2.3 Additional exercises

2.3.1 R data types and structures

Before attempting the next exercise use the Session\(\rightarrow\)Load Workspace... menu option to load Exercises.RData from StudyGuides > Module 1.

  1. Insert a code chunk to determine what datatype the variables TT, UU, VV, WW, XX, YY, and ZZ are.

  2. Why are UU and WW different types even though both have the value “FALSE”?

  3. Inspect the value of TT and VV in the Environment tab of the Environments pane. What sort of data structures are they?

  4. Print out the 21st value of TT.

  5. Print out the 54th through 63rd values of VV.

  6. Insert a code chunk to determine the number of row and number of columns of the mpg data frame.

  7. Use the summary() function to determine datatype of the trans column of mpg.

  8. Print out the 134th entry in the 3rd column of mpg.

  9. Print out the entire 9th column.

  10. Print out the 11th row of mpg.


2.3.2 Working with the penguins dataset

2.3.3 Writing ggplot calls concisely

  1. Run the code below. Why does it give an error? Fix the code and run it.
require(palmerpenguins)
require(ggplot2)
ggplot(
        aes(x = flipper_length_mm, y = body_mass_g),
        penguins
      ) +
geom_point()

2.3.4 Plotting distributions and relationships

  1. Make a bar plot of species of penguins, where you assign species to the y aesthetic. How is this plot different?

  2. How are the following two plots different? Which aesthetic, color or fill, is more useful for changing the color of bars?

ggplot(penguins, aes(x = species)) +
  geom_bar(color = "red")

ggplot(penguins, aes(x = species)) +
  geom_bar(fill = "red")
  1. Change the number of bins in histogram of body weight to 4 and 200. What are the pros and cons of having fewer bins? What are the pros and cons of having more bins?

  2. Visualize the distribution of penguin populations across island and species as was done above. However, set the position argument of geom_bar() to "fill" to make the bar heights equal so that it is easy to compare proportion of different species on each island.

  3. The mpg data frame that is bundled with the ggplot2 package contains 234 observations collected by the US Environmental Protection Agency on 38 car models. Which variables in mpg are categorical? Which variables are numerical? (Hint: Type ?mpg to read the documentation for the dataset.) How can you see this information when you run mpg?

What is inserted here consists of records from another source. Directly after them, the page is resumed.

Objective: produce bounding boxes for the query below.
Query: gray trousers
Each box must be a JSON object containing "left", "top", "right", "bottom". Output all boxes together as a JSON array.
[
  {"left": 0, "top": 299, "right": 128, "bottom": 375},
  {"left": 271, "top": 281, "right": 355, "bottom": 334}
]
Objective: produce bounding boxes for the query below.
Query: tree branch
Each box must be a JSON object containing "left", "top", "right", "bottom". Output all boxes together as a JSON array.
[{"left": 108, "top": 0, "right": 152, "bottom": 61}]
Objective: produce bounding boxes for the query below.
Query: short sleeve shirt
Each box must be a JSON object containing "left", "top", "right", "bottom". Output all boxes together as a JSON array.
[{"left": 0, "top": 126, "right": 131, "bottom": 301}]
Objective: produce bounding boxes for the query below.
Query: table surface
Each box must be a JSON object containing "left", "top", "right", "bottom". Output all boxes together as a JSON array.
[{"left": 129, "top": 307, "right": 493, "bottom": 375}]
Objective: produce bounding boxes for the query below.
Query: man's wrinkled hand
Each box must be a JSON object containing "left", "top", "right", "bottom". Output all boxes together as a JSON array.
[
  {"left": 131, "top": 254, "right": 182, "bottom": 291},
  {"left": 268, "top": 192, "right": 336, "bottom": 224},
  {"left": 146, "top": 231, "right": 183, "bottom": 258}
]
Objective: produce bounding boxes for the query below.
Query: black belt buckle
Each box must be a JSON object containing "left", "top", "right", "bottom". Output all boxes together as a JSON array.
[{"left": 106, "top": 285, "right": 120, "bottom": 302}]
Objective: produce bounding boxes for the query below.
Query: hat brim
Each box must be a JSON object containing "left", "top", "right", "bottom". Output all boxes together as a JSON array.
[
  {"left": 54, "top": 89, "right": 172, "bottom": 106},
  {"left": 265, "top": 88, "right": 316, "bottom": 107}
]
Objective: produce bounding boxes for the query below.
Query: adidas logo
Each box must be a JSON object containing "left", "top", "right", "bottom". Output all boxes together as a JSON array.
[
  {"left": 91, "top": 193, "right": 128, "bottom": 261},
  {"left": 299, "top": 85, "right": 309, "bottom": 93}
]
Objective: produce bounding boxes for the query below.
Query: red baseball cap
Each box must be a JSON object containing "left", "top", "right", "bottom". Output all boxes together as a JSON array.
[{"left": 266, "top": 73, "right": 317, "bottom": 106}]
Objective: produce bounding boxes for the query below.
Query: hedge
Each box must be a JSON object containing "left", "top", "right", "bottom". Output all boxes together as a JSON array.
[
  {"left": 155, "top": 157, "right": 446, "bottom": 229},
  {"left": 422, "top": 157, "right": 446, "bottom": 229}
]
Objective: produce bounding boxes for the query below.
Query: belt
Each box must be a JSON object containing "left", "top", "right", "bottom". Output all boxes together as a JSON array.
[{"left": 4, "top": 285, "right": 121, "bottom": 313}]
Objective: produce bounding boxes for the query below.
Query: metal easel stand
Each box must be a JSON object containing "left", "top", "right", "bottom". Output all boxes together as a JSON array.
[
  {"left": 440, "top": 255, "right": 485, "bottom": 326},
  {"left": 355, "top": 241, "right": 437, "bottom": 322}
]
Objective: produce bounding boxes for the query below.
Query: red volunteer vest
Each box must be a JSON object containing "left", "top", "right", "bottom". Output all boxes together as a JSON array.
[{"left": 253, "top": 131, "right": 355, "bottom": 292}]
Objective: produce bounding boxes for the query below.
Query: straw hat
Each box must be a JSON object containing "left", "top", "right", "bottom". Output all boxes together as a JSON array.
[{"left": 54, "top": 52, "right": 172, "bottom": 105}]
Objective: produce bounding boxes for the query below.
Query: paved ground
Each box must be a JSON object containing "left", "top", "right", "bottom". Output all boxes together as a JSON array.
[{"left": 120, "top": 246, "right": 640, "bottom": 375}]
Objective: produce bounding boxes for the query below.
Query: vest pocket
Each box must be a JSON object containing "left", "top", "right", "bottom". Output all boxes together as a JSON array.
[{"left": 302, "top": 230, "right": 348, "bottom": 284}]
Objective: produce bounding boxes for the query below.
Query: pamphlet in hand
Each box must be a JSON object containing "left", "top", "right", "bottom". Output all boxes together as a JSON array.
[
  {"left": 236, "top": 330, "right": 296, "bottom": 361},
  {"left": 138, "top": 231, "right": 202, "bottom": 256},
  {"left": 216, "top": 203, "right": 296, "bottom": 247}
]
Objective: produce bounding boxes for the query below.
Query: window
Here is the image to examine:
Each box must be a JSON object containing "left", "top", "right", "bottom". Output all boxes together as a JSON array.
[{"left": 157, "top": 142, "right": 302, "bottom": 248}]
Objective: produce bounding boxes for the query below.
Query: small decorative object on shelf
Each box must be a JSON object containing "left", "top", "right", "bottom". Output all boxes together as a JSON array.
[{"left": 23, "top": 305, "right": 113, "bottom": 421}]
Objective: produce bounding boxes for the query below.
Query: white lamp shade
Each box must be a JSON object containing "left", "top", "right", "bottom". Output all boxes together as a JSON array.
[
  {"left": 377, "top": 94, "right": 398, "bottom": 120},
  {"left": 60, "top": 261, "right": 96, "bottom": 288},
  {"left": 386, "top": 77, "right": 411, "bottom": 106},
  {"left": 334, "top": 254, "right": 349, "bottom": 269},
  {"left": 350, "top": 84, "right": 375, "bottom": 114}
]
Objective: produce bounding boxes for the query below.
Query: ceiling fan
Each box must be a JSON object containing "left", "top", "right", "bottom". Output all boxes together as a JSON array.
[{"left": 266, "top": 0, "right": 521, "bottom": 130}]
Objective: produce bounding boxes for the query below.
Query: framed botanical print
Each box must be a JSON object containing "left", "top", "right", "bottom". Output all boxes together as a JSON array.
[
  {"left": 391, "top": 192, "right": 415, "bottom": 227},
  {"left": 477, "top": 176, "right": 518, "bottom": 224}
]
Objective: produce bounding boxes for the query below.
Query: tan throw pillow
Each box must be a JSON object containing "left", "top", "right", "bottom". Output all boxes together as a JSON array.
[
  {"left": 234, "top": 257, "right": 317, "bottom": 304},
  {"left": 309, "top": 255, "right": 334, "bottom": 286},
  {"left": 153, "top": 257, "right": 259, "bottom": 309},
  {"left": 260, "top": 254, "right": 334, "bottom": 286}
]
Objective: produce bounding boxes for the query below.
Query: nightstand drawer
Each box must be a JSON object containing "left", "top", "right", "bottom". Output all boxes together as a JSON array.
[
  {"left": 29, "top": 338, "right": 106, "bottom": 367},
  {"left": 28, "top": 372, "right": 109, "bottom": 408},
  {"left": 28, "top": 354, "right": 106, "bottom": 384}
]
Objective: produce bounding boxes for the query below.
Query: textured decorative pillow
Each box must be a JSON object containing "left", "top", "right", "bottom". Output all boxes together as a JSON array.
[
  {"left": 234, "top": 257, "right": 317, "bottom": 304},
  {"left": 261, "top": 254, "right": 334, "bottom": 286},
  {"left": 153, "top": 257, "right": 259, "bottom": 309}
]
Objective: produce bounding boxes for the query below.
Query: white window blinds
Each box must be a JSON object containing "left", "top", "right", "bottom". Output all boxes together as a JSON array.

  4. Make a scatterplot of hwy vs. displ using the mpg data frame. Which is the independent variable and which is the dependent variable? Map the variable to the x and y aesthetics appropriately. What can be inferred about the relationship between the two variables? Does it make sense?

  5. In the scatterplot above, map a third, numerical variable to color. How does this contrast with the results of mapping categorical variables to color. What can you infer about the interrelationship of the three variables?

  6. Next, map the third numerical variable to the size aesthetic and then to both color and size. How do these aesthetics behave differently for categorical vs. numerical variables?

  7. Map the third numerical variable to the shape aesthetic. What happens? Why?